Отец медленно кивнул, точно обдумывая услышанное, а может быть, решая, стоит ли что-нибудь отвечать. Скользя друг мимо друга, наши взгляды на мгновение встретились, и я вздрогнул — столько напряжения было в этой встрече. Мне почудилось, что я увидел в его глазах уныние.
— Ты не вернешься, — сказал он. Потом вздохнул, опустил взгляд и продолжал внятно, но мягко, будто обращаясь к самому себе: — Послушай меня. Открой глаза во тьме и сочти свои счастливые минуты. Не бойся темных мест в своем сознании, иначе гнев затмит твой взор.
— О чем это ты? — спросил я. Порой отец говорил что-то малопонятное, похожее на зародыши стихов, и лишь очень нескоро я начал догадываться, что он иногда цитирует строки из прочитанных книг. Некоторое время назад он принялся читать старые записи и бумаги своего отца — они хранились у нас дома в чемодане, и я приносил их сюда по его просьбе. Теперь я подумал, уж не оттуда ли этот маленький шедевр. — Откуда это? — снова спросил я, не дождавшись ответа.
— Ниоткуда. Это просто мысль, — наконец сказал он. — Сочти свои счастливые минуты, таково начало любви. Автор — Абу Саид Ахмад ибн Иса аль-Харраз.

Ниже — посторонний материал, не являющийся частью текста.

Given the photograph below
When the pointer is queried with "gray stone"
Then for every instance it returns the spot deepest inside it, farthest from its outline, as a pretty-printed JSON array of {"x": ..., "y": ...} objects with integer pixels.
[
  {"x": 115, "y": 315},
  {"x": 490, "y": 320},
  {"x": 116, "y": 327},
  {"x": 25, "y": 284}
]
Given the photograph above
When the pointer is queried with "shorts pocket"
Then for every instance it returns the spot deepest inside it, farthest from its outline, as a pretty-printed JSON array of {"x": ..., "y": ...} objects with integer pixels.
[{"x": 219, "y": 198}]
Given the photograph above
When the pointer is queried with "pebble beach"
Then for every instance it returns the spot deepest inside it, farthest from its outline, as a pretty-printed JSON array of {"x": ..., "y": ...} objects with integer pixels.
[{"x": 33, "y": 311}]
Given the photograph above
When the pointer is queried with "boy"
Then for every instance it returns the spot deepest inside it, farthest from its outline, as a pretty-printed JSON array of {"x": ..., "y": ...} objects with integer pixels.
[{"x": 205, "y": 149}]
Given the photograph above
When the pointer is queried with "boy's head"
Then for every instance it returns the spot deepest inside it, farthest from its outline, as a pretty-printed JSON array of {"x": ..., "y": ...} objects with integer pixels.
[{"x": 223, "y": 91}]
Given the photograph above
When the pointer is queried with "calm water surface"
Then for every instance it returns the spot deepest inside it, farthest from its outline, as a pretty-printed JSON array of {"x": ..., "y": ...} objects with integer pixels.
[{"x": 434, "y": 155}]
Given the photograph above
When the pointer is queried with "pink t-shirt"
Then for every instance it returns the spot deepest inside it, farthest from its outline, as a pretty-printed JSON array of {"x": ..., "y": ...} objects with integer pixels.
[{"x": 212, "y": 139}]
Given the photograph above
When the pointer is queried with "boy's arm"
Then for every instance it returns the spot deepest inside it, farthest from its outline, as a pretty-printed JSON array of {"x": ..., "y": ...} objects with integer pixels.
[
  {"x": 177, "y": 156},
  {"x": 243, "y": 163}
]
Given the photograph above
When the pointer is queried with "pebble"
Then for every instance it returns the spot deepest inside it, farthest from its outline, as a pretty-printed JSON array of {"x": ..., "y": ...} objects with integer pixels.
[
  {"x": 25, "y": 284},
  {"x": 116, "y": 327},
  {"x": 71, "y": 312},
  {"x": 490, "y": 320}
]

Я не был уверен, что это подлинная цитата. Отец вполне мог придумать эти слова сам. Всякий раз, когда он цитировал какого-нибудь Ахмеда ибн Халаса аль-Халаса аль-Адуви или вроде того, я гадал, вправду ли был на свете такой человек или отец на ходу сочиняет мудрые сентенции просто ради красного словца.
— Повтори, если тебе не трудно, — попросил я, и он поднял глаза и произнес то же самое опять: «Сочти свои счастливые минуты, таково начало любви». Моя просьба была не слишком красивой уловкой: я хотел проверить, не запутается ли отец, повторяя эту фразу, но он прозвучала в точности так же, как в первый раз. Правда, яснее от этого не стала.
— Это было одним из любимых старинных изречений моего отца, — продолжал он. — Запомни: сам я нигде не был, но во время путешествий держи ухо поближе к сердцу.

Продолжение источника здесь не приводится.